Six weeks ago, I had surgery to remove my arthritic shoulder joint and replace it with a shoulder replacement. When I was at my follow-up appointment, the surgeon mentioned doing some extra “reaming” to correct a tipped shoulder socket. Why would this be necessary? I kinda don’t get it but I didn’t say anything at the time. Now I’m wondering more about it.

Alignment of the glenoid (shoulder socket) in the scapula (shoulder blade — where the glenoid is located) is a key feature necessary for a smooth moving shoulder joint. The head of the humerus rotates inside the glenoid (socket) so a good match means full, normal motion in an arc of 360 degrees.

Poor alignment for any reason can put increased pressure or uneven pressure on the humeral head (round end of the humerus or upper arm bone that fits into the socket). The increased load can wear the bone down resulting in osteoarthritic degenerative changes. One of the pathologic changes that can be present in patients who develop these degenerative changes is known as retroversion. This term describes a tipped position of the socket as it sits inside the scapula. Normally, the relationship between the socket and scapula should be one where the socket is perpendicular to the scapula.

Studies show that 10 to 15 per cent of patients receiving a total shoulder replacement later develop loosening of the glenoid component (socket side of the implant). Loosening is observed on X-rays as osteolysis (bone loss as the body resorbs bone cells). It appears that retroversion (the tipped back position) of the socket may contribute to the osteoarthritic degenerative changes in the first place and may also be linked with osteolysis leading to loosening.

When there is too much retroversion, the surgeon tries to correct the problem. This correction can be done by shaving or cutting away excess bone along the front of the glenoid. The goal is to create a glenoid (socket) that is as close to perpendicular to the scapula as possible.

In some cases, the surgeon is unable to obtain a perfect fit with complete correction. To get complete correction of glenoid retroversion would require taking off too much bone. It is better to remove as much bone as possible to re-align the glenoid but without taking so much that it was no longer possible to insert the glenoid component.

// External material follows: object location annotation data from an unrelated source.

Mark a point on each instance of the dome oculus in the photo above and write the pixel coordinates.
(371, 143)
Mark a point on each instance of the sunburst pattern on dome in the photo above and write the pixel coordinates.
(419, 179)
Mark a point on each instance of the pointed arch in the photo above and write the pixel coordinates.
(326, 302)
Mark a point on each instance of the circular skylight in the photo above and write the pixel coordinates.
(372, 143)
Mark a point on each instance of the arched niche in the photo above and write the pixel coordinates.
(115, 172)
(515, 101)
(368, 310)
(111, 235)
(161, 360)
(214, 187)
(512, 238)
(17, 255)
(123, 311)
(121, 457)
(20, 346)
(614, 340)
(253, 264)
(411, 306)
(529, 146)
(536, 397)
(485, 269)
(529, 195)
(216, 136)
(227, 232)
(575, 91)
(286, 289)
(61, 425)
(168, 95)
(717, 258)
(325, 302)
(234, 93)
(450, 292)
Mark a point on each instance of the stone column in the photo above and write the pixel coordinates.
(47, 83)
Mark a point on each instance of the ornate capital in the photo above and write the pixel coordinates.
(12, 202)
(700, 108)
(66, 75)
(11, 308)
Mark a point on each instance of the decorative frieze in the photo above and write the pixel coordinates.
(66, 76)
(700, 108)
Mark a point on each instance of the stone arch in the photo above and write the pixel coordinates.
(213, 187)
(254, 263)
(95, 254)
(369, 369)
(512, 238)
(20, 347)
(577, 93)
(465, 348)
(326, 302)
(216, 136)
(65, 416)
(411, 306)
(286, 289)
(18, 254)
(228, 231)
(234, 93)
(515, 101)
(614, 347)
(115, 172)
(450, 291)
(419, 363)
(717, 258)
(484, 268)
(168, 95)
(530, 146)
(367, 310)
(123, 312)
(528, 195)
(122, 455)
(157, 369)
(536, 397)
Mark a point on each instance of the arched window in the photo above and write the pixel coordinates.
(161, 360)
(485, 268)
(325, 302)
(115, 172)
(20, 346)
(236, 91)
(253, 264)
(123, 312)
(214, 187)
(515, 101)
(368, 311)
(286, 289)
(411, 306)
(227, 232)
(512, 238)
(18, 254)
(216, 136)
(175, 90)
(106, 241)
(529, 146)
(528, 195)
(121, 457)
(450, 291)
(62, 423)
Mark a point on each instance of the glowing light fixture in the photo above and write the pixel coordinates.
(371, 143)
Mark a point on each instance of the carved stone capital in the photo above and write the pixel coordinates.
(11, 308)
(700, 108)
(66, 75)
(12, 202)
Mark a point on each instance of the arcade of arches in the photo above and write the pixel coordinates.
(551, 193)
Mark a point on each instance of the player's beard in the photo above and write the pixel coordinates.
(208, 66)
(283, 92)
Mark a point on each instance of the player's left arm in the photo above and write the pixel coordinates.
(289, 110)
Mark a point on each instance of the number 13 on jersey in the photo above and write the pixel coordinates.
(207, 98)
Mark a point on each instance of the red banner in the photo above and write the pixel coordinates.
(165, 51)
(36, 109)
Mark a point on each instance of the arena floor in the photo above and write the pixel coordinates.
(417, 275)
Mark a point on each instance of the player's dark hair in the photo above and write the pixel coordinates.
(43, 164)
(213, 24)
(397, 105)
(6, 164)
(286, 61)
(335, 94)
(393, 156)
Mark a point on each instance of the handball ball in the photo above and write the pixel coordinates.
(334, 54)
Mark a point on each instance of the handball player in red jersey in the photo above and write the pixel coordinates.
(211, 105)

Experts suggest that whenever possible, glenoid retroversion should be corrected to within 15 degrees before placing the implant into the shoulder. Surgeons are advised to use advanced imaging studies to look for pathology (i.e., problems with alignment, presence of bone deficiency) preoperatively. It sounds like your surgeon made every effort to do this for you but you may want to revisit this conversation at your next appointment and ask for more details.